Book Review: "Zeal without Burnout" by Christopher Ash
Over the last several years, I have heard many people talking about the topic of ministerial burnout. Whether or not you are convinced this is a real phenomenon, it’s hard to deny the facts: many people leave the Christian ministry every month. For one reason or another, they are exhausted and simply cannot carry on. Therefore, it was good providence that Christopher Ash just published a book entitled Zeal without Burnout. The subtitle sums up the aim: Seven Keys to a Lifelong Ministry of Sustainable Sacrifice. How can burnout be a problem in ministry when Christ himself encouraged his followers to give up everything for the sake of the Gospel? Christopher Ash explains that there is a vital difference between living sacrificially for Jesus and pursuing our calling in a way that leads to mental and physical exhaustion. When Christian leaders bear in mind that we are created by God from dust and that all of our endeavors are dependent on God for success, we are reminded that Gospel ministry is a humbling privilege and enabled to rejoice that we are recipients of God's grace in Christ Jesus.
Ash lays out a number of keys to sustainable sacrifice.

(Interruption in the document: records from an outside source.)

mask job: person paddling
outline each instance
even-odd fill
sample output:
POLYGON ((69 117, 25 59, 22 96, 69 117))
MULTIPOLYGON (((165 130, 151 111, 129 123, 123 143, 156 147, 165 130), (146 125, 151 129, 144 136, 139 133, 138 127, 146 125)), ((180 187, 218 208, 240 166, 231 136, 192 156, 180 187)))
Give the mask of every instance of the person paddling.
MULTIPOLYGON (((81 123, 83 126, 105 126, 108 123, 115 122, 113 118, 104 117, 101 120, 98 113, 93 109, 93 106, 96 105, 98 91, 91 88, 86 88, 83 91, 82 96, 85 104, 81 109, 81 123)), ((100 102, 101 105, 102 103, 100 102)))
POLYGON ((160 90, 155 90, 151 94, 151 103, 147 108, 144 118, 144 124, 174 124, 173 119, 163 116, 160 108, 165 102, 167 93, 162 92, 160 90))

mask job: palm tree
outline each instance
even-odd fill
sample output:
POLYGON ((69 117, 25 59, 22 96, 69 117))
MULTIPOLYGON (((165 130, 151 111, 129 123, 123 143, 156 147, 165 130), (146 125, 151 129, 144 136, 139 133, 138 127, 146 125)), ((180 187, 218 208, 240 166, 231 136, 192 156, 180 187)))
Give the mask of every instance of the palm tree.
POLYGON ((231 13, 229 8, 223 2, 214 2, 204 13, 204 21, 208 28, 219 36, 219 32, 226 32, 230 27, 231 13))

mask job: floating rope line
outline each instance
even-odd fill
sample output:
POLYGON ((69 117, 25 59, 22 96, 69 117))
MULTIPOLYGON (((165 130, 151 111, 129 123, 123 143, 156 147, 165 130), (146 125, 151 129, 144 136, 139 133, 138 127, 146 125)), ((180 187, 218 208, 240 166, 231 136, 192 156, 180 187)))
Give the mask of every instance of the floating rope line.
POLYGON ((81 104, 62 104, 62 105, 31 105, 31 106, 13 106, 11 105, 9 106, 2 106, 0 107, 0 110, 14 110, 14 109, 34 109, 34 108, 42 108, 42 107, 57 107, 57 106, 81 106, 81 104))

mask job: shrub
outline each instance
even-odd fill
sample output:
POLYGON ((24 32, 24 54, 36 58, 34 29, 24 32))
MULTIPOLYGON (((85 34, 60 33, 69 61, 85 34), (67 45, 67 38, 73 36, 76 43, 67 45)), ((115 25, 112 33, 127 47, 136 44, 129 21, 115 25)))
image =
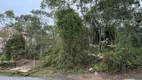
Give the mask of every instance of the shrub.
POLYGON ((7 60, 16 59, 18 56, 24 56, 25 40, 22 35, 14 34, 11 39, 6 42, 4 53, 7 60))

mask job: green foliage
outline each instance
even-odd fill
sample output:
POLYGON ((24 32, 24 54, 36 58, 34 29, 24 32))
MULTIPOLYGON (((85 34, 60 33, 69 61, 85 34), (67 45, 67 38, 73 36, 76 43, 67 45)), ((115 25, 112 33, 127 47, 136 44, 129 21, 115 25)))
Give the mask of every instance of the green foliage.
POLYGON ((41 59, 41 67, 61 67, 60 64, 62 60, 63 44, 62 39, 58 39, 56 45, 47 48, 45 56, 41 59))
POLYGON ((94 66, 94 69, 97 71, 107 71, 107 66, 105 63, 98 63, 94 66))
POLYGON ((0 63, 2 63, 3 61, 5 61, 7 58, 6 58, 6 56, 5 56, 5 54, 2 54, 1 56, 0 56, 0 63))
POLYGON ((116 51, 106 53, 103 59, 109 72, 124 72, 140 65, 137 59, 142 56, 141 50, 133 47, 131 36, 124 33, 120 33, 116 51))
POLYGON ((7 60, 15 59, 18 56, 25 56, 25 40, 22 35, 14 34, 13 37, 6 42, 4 54, 7 60))

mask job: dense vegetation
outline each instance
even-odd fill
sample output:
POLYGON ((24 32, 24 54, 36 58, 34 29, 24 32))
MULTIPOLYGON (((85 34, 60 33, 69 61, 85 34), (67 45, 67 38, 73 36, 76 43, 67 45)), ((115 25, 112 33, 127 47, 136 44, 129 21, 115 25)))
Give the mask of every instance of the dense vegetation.
POLYGON ((26 32, 27 39, 14 35, 1 58, 24 56, 57 69, 135 69, 142 64, 141 7, 139 0, 43 0, 41 10, 31 15, 6 11, 0 23, 26 32), (49 25, 47 18, 55 24, 49 25))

Each of them is an implication of our mortality and our utter dependency upon God: We need sleep, we need sabbaths, we need friends, and we need food—the inward renewal of spiritual food. God needs none of these; we need all of these. We need inward renewal. We need to beware celebrity. We need all of these in proper proportions to live lives that are zealous but sustainable. If we neglect any or all of these we drastically increase the likelihood of burnout or breakdown. One might summarize all that Ash says under one heading: We are not God. Our mortal frames and our fallen existence make us weak—weak in the face of the temptation to turn even our service of God into something of an idol and ourselves into something indispensable for God’s kingdom. It is surely preferable to be reminded of that by Ash’s book rather than by having to experience burnout for ourselves.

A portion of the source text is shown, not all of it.